Can you believe it....I'm pregnant!!!! Battermann Baby #3 is on its way! Can you believe it? I am going to be a mother of 3! Oh, I'm so excited! Sunday, November 20th around 7am that fun little stick said Pregnant...and the word 'not' did NOT precede it!
John and I said awhile back that we wanted to try in the Fall of 2011. A couple months ago, I brought it up and at first John said that it was too soon. So I asked when he thought a better time would be and he couldn't think of one...so we decided that we'd try that month. It turns out that month, my ovulation and period were messed up, so while I did take a test and it was negative, I don't really count that month because we didn't try from the beginning and I didn't figure when things were happening. So we tried the next month. I peed on ovulation sticks, we cornered the 'window'....but it didn't work. I think because I had already technically had one negative test, I had started mentally preparing myself that perhaps we'd have to go to the freezer and do a frozen cycle of IVF. John and I had agreed that we would try for at least 4 months before we started the IVF process. If it was God's plan for us to conceive naturally, this would allow that much of a window. If not, we have two healthy boys and would start IVF (though I was twitching just thinking of having to rely so heavily on my friends for the gazillion appointments that comes with IVF). Anywho, I had a negative result. Let's move on and try again.

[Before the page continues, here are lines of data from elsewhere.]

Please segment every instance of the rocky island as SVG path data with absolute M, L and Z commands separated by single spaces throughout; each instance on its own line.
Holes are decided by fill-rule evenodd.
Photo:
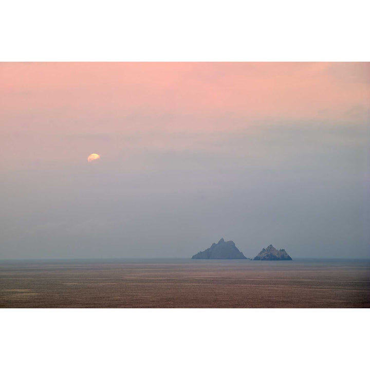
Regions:
M 292 261 L 290 256 L 285 249 L 278 250 L 271 244 L 262 250 L 256 256 L 254 261 Z
M 224 238 L 213 243 L 211 248 L 199 252 L 192 260 L 249 260 L 235 246 L 232 240 L 225 242 Z

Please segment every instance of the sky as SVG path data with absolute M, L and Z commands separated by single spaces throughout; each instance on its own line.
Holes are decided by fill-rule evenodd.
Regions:
M 369 102 L 369 63 L 0 63 L 0 259 L 370 258 Z

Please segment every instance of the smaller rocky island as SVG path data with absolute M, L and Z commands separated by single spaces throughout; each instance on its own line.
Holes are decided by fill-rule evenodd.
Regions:
M 218 243 L 213 243 L 211 248 L 199 252 L 192 260 L 249 260 L 236 247 L 232 240 L 225 242 L 221 238 Z
M 285 249 L 278 250 L 271 244 L 262 250 L 256 256 L 254 261 L 292 261 L 290 256 Z

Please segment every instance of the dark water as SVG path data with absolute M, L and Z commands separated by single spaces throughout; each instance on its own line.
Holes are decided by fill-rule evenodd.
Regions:
M 370 307 L 370 261 L 2 261 L 0 307 Z

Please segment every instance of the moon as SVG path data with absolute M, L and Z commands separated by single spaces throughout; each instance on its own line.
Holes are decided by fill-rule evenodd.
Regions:
M 93 160 L 96 160 L 97 159 L 99 159 L 100 158 L 100 156 L 99 154 L 92 153 L 87 157 L 87 161 L 92 162 Z

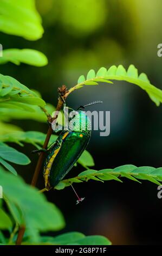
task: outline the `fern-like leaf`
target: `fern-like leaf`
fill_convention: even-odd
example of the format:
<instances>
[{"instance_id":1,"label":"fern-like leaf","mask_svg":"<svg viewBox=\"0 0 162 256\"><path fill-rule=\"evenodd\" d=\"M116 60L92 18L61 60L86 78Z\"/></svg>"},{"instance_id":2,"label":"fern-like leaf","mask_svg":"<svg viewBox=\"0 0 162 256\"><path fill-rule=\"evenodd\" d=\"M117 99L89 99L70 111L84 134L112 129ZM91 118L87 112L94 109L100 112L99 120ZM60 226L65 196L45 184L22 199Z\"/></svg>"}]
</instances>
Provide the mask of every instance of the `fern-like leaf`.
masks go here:
<instances>
[{"instance_id":1,"label":"fern-like leaf","mask_svg":"<svg viewBox=\"0 0 162 256\"><path fill-rule=\"evenodd\" d=\"M60 181L55 188L63 189L65 187L70 186L73 182L88 181L89 180L94 179L94 178L97 178L100 181L115 180L122 182L120 179L122 177L140 183L141 182L138 180L148 180L160 185L159 181L162 181L162 167L158 168L148 166L137 167L132 164L126 164L114 169L104 169L100 170L88 169L82 172L75 178Z\"/></svg>"},{"instance_id":2,"label":"fern-like leaf","mask_svg":"<svg viewBox=\"0 0 162 256\"><path fill-rule=\"evenodd\" d=\"M0 74L0 107L20 108L30 112L32 105L44 107L46 102L37 93L16 79ZM30 105L30 107L28 106Z\"/></svg>"},{"instance_id":3,"label":"fern-like leaf","mask_svg":"<svg viewBox=\"0 0 162 256\"><path fill-rule=\"evenodd\" d=\"M146 92L157 106L162 102L162 90L151 84L145 74L141 73L139 76L138 70L133 65L130 65L127 71L122 65L118 67L112 66L108 70L101 68L96 74L91 69L86 78L81 75L78 79L77 84L70 90L79 89L85 85L98 84L99 82L112 83L110 80L125 81L136 84Z\"/></svg>"}]
</instances>

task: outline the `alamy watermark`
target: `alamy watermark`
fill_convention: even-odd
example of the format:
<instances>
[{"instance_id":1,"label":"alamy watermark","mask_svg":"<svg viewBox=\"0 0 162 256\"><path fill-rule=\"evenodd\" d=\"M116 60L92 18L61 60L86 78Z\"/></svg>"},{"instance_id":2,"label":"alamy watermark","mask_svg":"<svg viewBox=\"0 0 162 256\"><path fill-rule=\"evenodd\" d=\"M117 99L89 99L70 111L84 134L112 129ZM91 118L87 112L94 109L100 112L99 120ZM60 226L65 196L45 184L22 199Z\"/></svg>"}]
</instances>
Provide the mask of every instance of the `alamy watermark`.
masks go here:
<instances>
[{"instance_id":1,"label":"alamy watermark","mask_svg":"<svg viewBox=\"0 0 162 256\"><path fill-rule=\"evenodd\" d=\"M157 193L157 197L159 199L161 199L162 198L162 186L159 185L158 186L158 190L159 191Z\"/></svg>"},{"instance_id":2,"label":"alamy watermark","mask_svg":"<svg viewBox=\"0 0 162 256\"><path fill-rule=\"evenodd\" d=\"M3 188L0 186L0 198L3 198Z\"/></svg>"},{"instance_id":3,"label":"alamy watermark","mask_svg":"<svg viewBox=\"0 0 162 256\"><path fill-rule=\"evenodd\" d=\"M158 50L157 52L157 55L158 57L161 57L162 56L162 44L159 44L157 46L158 49L159 49Z\"/></svg>"},{"instance_id":4,"label":"alamy watermark","mask_svg":"<svg viewBox=\"0 0 162 256\"><path fill-rule=\"evenodd\" d=\"M64 113L56 111L53 117L59 116L62 125L58 125L53 121L51 127L54 131L100 131L101 137L108 136L110 134L110 111L72 111L66 107Z\"/></svg>"},{"instance_id":5,"label":"alamy watermark","mask_svg":"<svg viewBox=\"0 0 162 256\"><path fill-rule=\"evenodd\" d=\"M3 46L1 44L0 44L0 57L3 57Z\"/></svg>"}]
</instances>

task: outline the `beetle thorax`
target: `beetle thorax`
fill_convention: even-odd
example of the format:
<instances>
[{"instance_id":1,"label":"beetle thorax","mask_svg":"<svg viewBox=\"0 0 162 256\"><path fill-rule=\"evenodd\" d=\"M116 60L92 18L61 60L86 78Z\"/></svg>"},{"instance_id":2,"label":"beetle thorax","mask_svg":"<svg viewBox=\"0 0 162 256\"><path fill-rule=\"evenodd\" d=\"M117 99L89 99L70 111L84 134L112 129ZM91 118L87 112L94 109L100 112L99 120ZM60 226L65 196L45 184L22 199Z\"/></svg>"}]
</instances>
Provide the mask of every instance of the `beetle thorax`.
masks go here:
<instances>
[{"instance_id":1,"label":"beetle thorax","mask_svg":"<svg viewBox=\"0 0 162 256\"><path fill-rule=\"evenodd\" d=\"M69 129L75 132L88 132L92 130L91 122L84 111L78 111L69 122Z\"/></svg>"}]
</instances>

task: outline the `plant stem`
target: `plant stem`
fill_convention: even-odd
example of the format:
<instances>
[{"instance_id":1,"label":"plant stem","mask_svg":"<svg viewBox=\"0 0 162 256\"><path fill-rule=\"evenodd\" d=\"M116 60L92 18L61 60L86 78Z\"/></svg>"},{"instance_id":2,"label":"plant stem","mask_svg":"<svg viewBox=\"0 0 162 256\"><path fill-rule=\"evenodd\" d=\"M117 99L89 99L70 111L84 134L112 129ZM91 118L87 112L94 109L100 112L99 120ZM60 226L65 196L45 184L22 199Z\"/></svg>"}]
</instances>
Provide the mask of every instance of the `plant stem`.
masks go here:
<instances>
[{"instance_id":1,"label":"plant stem","mask_svg":"<svg viewBox=\"0 0 162 256\"><path fill-rule=\"evenodd\" d=\"M58 91L60 93L60 95L61 96L61 97L62 97L62 99L63 100L65 99L67 97L66 94L68 94L68 92L67 90L67 88L65 86L62 86L62 87L61 88L59 88L58 89ZM58 103L57 103L57 107L56 107L56 112L60 111L61 109L61 108L62 107L62 105L63 105L63 101L61 100L60 97L59 97ZM43 109L43 111L44 111ZM50 122L55 121L55 120L56 121L56 119L57 119L57 117L58 117L58 114L57 114L54 118L52 118L50 117L50 115L49 115L48 116L48 121L49 121ZM49 127L48 130L48 132L47 132L47 133L46 138L45 141L44 142L44 144L43 144L43 147L42 147L43 149L47 149L48 142L50 140L50 136L52 135L52 133L53 133L53 130L52 130L51 127ZM39 174L40 174L40 170L41 170L41 167L42 167L42 163L43 163L43 161L44 154L45 154L44 152L41 152L40 155L40 156L39 156L39 158L38 158L38 161L37 161L37 165L36 166L36 168L35 168L35 170L33 176L33 179L32 179L32 180L31 180L31 186L33 186L34 187L35 187L36 185L37 179L38 179L38 175L39 175ZM16 245L21 245L21 244L23 238L23 236L24 236L25 230L25 227L23 226L23 227L20 227L18 235L17 235L17 241L16 241Z\"/></svg>"}]
</instances>

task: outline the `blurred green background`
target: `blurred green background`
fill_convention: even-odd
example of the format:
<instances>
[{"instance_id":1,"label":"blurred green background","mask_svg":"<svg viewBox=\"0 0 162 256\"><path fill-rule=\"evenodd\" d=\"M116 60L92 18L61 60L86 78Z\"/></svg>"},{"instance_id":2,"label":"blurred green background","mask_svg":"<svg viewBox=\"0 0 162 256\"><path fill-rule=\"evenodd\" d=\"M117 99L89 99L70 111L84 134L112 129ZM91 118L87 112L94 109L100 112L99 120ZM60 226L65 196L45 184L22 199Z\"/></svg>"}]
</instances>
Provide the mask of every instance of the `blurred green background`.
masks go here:
<instances>
[{"instance_id":1,"label":"blurred green background","mask_svg":"<svg viewBox=\"0 0 162 256\"><path fill-rule=\"evenodd\" d=\"M114 64L126 68L134 64L162 89L162 58L157 56L157 45L162 43L160 0L37 0L36 6L43 20L43 38L28 41L1 33L1 44L4 49L38 50L47 56L49 64L36 68L9 63L1 66L1 73L40 91L54 105L58 87L64 84L69 88L89 69ZM93 132L88 146L95 169L129 163L162 166L161 106L157 107L138 87L121 82L85 87L72 94L67 103L75 108L94 100L103 103L90 110L111 111L111 135L101 137L99 131ZM46 124L30 120L14 123L25 131L46 132L48 129ZM30 154L31 146L17 148L32 160L30 166L18 170L30 182L37 156ZM78 166L70 175L81 170ZM70 187L46 195L65 216L65 231L103 235L113 244L161 243L162 200L157 198L157 185L124 181L75 184L79 194L86 197L77 206ZM42 175L38 186L43 187Z\"/></svg>"}]
</instances>

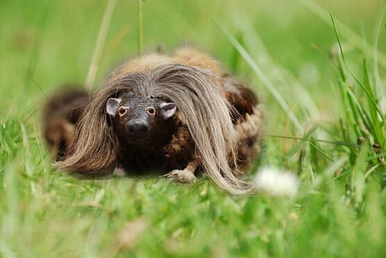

I typically get an ovulation pain, and this particular month I got it a few days early and it last several days...I didn't know what was up with that, but why not. Then when I was typically supposed to ovulate, John was all sick with a nasty cold and was working crazy late. It also happened to be my birthday, so that was a bummer. I counted the month as no good...already prepped myself for a negative and another month of trying. Saturday came....the day. I had not had any spotting, which I normally get....but who knows...my period had been slightly irregular the past few months. I also didn't feel any cramping, which I normally get a bit. That morning we were forced to re-evaluate our insurance plan. We've been on BCBS HMO for many years and we've loved it (despite what people think about HMO's). We found out that morning that there was NO IVF coverage! This would mean that if God's plan was for us to do IVF, that we'd not only have a gazillion appointments, we'd have to pay out of pocket. Lovely....we shook it off and said that we'd cross that bridge when we got there. We went downtown for the lighting parade...I thought for sure I'd get it there...nope.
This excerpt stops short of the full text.